What is? JWT

Json Web Token (JWT), Is a kind of implementation based on the JSON Open standards for （RFC 7519.

        The token Designed to be compact and safe , Especially for single sign in of distributed sites （SSO） scene , Is the most popular cross domain authentication solution .JWT The declaration of is generally used to pass the authenticated user identity information between the identity provider and the service provider , To get resources from the resource server , You can also add some additional declaration information that other business logic requires , The token It can also be used directly for authentication , It can also be encrypted .

JWT Three parts of

• Header（ Head ）
• Payload（ load ）
• Signature（ Signature ）

         JWT Three parts for intermediate use . Division

        Well known , After logging into the account , The front end will receive the message from the back end JWT.JWT The first two paragraphs of the default is Base64 Coded , verification JWT Whether it has been tampered with depends mostly on the signature of the last paragraph .
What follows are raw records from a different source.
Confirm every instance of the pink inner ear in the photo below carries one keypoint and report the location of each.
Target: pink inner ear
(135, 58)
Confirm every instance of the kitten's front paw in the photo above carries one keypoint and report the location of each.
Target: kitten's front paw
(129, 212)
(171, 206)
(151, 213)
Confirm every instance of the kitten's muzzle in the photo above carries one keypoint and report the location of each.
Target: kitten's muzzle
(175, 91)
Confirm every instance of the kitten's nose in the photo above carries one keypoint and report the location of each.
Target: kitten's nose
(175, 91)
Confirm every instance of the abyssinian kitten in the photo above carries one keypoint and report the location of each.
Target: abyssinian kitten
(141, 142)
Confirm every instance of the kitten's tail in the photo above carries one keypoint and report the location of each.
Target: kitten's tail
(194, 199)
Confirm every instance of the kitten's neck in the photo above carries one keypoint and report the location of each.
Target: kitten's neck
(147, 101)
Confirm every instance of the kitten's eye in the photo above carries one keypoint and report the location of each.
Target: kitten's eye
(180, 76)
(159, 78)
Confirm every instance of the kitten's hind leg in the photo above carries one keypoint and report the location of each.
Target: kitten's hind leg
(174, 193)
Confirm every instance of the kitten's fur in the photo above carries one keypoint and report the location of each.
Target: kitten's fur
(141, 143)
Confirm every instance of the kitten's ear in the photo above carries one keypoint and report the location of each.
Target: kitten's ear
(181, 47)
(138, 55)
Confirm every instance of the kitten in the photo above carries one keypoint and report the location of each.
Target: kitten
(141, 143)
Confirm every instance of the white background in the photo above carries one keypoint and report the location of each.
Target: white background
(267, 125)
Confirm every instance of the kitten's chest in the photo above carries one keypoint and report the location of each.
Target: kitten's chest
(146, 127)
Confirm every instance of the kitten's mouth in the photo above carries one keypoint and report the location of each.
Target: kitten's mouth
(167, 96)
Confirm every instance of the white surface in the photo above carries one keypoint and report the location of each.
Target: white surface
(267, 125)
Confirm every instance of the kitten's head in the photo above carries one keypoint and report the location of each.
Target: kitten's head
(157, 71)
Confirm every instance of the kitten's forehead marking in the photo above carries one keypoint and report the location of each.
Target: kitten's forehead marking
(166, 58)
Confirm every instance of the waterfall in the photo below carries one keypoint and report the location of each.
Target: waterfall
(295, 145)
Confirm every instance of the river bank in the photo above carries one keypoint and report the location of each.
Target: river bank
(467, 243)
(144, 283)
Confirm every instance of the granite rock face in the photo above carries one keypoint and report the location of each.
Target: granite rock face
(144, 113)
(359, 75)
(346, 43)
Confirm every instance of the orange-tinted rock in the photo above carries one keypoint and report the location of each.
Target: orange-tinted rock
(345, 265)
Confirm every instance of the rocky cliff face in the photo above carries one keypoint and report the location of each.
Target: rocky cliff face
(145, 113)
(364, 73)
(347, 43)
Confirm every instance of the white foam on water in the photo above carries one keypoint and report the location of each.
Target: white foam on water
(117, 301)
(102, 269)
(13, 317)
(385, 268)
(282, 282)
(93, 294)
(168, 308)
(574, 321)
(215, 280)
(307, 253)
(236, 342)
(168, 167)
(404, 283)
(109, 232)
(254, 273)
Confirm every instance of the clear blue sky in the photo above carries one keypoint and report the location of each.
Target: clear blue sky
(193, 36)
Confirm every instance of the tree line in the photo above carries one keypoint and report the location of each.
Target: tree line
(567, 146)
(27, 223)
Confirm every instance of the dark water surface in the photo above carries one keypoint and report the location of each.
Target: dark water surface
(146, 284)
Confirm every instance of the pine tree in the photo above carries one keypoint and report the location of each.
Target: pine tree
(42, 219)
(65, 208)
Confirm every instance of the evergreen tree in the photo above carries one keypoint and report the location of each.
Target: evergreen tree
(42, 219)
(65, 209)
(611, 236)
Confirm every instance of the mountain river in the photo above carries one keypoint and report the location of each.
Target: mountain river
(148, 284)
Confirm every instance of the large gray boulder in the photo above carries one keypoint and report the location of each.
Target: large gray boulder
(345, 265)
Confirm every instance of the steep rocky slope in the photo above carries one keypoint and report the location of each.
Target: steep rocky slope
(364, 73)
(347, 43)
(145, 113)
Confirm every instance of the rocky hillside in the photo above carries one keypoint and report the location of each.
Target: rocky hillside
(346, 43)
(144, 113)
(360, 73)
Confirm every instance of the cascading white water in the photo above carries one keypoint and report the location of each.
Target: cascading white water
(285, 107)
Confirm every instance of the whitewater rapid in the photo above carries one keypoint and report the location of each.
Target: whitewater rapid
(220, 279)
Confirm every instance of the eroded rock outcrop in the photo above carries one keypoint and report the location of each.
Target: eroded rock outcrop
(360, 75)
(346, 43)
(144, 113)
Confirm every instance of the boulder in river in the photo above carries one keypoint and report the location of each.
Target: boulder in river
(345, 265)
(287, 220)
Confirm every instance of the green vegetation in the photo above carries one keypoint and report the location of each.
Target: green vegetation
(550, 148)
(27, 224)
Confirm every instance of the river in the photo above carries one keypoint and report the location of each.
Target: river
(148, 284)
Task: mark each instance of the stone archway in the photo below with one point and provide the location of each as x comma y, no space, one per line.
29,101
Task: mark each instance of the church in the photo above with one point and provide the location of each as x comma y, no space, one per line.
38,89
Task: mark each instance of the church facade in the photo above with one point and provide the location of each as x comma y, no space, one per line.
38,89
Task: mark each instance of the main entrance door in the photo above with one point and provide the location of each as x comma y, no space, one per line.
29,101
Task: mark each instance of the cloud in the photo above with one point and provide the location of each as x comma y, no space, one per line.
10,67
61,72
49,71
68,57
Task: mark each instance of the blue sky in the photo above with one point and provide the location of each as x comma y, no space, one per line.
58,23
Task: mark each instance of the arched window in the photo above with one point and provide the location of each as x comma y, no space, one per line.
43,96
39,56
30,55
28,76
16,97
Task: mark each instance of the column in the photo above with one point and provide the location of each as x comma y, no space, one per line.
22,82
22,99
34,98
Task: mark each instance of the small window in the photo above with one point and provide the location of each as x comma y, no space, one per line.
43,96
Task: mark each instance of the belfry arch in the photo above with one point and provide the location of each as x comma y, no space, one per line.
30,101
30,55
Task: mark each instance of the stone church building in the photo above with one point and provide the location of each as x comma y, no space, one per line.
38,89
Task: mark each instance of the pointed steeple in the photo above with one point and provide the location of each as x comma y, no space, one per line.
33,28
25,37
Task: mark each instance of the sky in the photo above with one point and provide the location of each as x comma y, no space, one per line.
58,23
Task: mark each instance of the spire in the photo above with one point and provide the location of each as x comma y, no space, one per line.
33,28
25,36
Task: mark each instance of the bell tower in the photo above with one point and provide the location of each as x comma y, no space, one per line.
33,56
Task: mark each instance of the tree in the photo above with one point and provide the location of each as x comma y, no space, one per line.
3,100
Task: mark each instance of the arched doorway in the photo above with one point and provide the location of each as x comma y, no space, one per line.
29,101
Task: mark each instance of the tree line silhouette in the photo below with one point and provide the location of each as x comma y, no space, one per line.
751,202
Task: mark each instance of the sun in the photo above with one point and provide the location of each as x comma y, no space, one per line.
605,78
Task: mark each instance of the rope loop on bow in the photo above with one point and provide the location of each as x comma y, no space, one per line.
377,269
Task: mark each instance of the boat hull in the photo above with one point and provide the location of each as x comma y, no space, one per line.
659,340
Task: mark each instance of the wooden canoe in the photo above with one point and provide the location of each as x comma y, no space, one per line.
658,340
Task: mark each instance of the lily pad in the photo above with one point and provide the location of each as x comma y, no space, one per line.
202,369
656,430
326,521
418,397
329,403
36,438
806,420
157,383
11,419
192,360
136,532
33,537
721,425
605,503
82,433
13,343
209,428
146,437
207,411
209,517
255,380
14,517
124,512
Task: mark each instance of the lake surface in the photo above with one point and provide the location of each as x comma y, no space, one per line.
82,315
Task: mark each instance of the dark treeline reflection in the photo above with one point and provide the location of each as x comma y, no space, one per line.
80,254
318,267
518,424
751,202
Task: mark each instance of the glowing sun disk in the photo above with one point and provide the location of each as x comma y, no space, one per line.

        The back end usually specifies a signature algorithm （ Such as HMACSHA256 Algorithm ,secret It is generally defined by the back end , Must not leak , Otherwise, the attacker will be able to forge JWT request ）

       JWT Part three

HMACSHA256( base64UrlEncode(header) + "." + base64UrlEncode(payload), secret)

[JWTHub subject ]JWT The data of the header and payload are transmitted in plaintext , If it contains sensitive information , Sensitive information will be leaked . Try to find out FLAG. The format is flag{}

1.  Click the link to enter the topic environment

2.  Enter a user name and password randomly to log in .

3. open F12 Console , Find local storage and Cookie, Find out JWT There is Cookie in

4. Get JWT Go to jwt.io Website to parse ( Or press . Split into three segments , Take the first two paragraphs Base64 decode )

 5. Find out FLAG（ Half in Header, Half in Payload, Just splice them together ）

Give me a compliment if you like ~ Thank you very much!